Ishemunyoro Chingwere Business Reporter
SMALL-scale miners have called on Government to consider paying 100 percent of gold deliveries in hard currency after deliveries to Fidelity Printers and Refineries (FPR) for November plummeted by 44 percent compared to the previous month.
Small-scale miners are the country’s major gold producers after overtaking primary producers in deliveries to the country’s sole legal gold buyer FPR, but for the first time this year they failed to hit the one tonne mark in a calendar month after delivering just over 600 kilograms.
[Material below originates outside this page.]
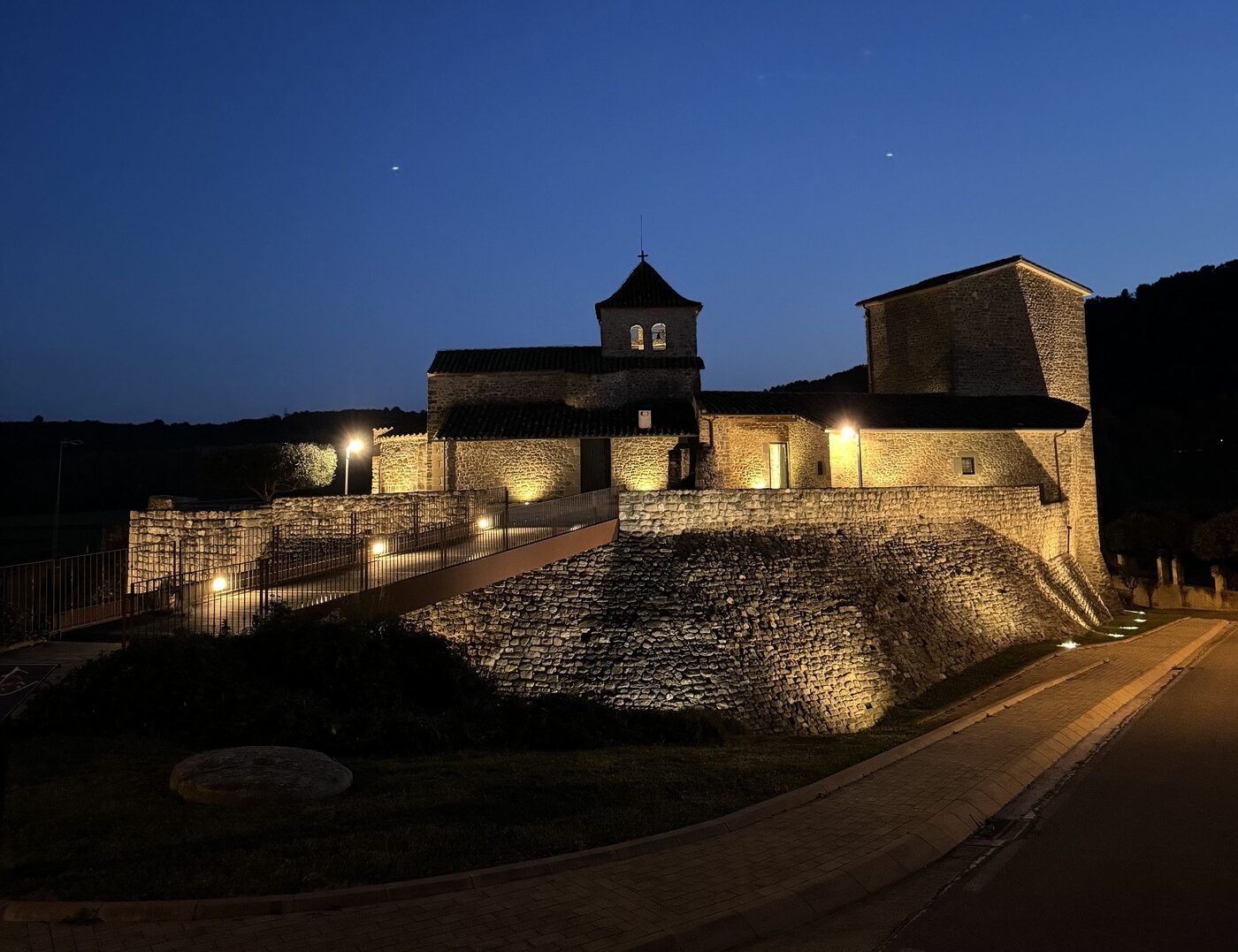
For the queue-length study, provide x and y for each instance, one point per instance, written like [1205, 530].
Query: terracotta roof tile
[569, 359]
[560, 421]
[900, 411]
This is a sharp decline compared to almost two tonnes achieved in October and a high of 3,02 tonnes in August which thrust deliveries to an all-time record high of 31,6 tonnes as at end of November up from an annual haul of 24,8 tonnes last year and 21,1 tonnes in 2016.
The November decline also resulted in the small-scale sector falling behind primary producers for the second time in a calendar month this year having done the same in July.
In an interview with The Herald Business, Zimbabwe Miners Federation (ZMF) – the umbrella body representing small-scale miners – said there are two major reasons to explain the sharp decline.
Fuel shortages that have resulted in snaking queues as well as the decline in value of RTGS money and the bond note against the US dollar on the parallel market are the major reasons, with the latter forcing some miners to the parallel market, notes ZMF president Ms Henrietta Rushwaya.
“There is clearly cause for concern when the country’s biggest foreign currency earner registers such a sharp decline inside a month,” Ms Rushwaya said.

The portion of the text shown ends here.